= Metanexus Institute =

The Metanexus Institute is a not-for-profit organization founded in 1997 to explore scientific and philosophical questions. The institute has organized the exchange of ideas through conferences and published books. It has EIN 23-2977021 as a 501(c)(3) Public Charity; in 2016, it claimed $28,249 in total revenue and $8,827 in total assets.

== History ==
With the help of Peter Dodson, Soloman Katz, Andrew Newberg, and Stephen Dunning, William Grassie created the Philadelphia Center for Religion and Science (PCRS) to promote literacy in science and religion by hosting seminars, courses, and conferences. PCRS was renamed to Metanexus Institute in 2000, and the Meta-List was relaunched as a website with the support of a grant from the John Templeton Foundation, and Metanexus launched a $5.1 million Local Societies Initiative.
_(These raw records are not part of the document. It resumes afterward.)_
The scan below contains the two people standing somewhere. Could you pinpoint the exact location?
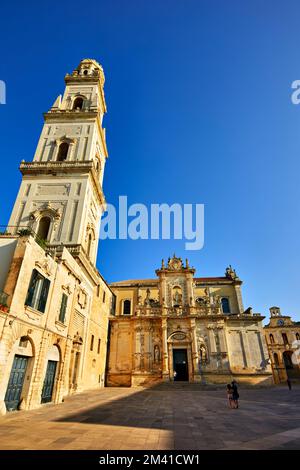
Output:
[227,380,240,409]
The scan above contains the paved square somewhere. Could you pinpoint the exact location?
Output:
[0,384,300,450]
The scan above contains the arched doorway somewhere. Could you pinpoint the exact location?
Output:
[41,344,60,403]
[168,330,193,382]
[57,142,69,162]
[282,351,300,379]
[4,336,34,411]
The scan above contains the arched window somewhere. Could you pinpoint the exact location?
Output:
[73,96,83,109]
[37,217,51,240]
[283,351,294,369]
[87,233,93,256]
[282,333,289,344]
[123,300,131,315]
[172,286,182,307]
[57,142,69,162]
[221,297,230,313]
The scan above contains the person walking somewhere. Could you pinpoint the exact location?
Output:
[231,380,240,408]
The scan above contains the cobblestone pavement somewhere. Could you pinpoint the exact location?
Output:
[0,384,300,450]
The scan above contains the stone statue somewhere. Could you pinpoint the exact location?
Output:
[154,344,160,364]
[173,290,182,305]
[144,288,150,305]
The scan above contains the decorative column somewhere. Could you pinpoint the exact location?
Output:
[191,319,200,382]
[162,319,170,380]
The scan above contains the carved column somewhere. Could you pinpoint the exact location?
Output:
[162,319,169,380]
[191,319,199,376]
[186,274,195,307]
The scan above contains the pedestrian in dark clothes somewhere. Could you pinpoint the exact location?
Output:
[231,380,240,408]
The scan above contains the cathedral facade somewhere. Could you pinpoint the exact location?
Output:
[107,255,272,386]
[265,307,300,384]
[0,59,271,413]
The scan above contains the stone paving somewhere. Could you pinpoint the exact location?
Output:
[0,384,300,450]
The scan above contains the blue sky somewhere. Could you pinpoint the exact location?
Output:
[0,0,300,320]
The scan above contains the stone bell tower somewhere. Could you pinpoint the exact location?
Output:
[9,59,107,264]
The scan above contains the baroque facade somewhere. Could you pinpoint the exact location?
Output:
[0,59,112,413]
[107,255,272,386]
[265,307,300,384]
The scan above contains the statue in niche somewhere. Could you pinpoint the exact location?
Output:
[225,264,239,280]
[154,344,160,364]
[173,289,182,307]
[200,344,207,363]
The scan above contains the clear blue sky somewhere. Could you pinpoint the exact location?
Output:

In 2003, Metanexus launched the $3.3 million Spiritual Transformation Scientific Research Project. The organization hosted numerous conferences at universities and elsewhere, including a conference entitled Science and Religion in Context at the University of Pennsylvania. Metanexus has promoted the concept of Big History, sometimes termed the Epic of Evolution, which examines history using long time frames through a multidisciplinary approach.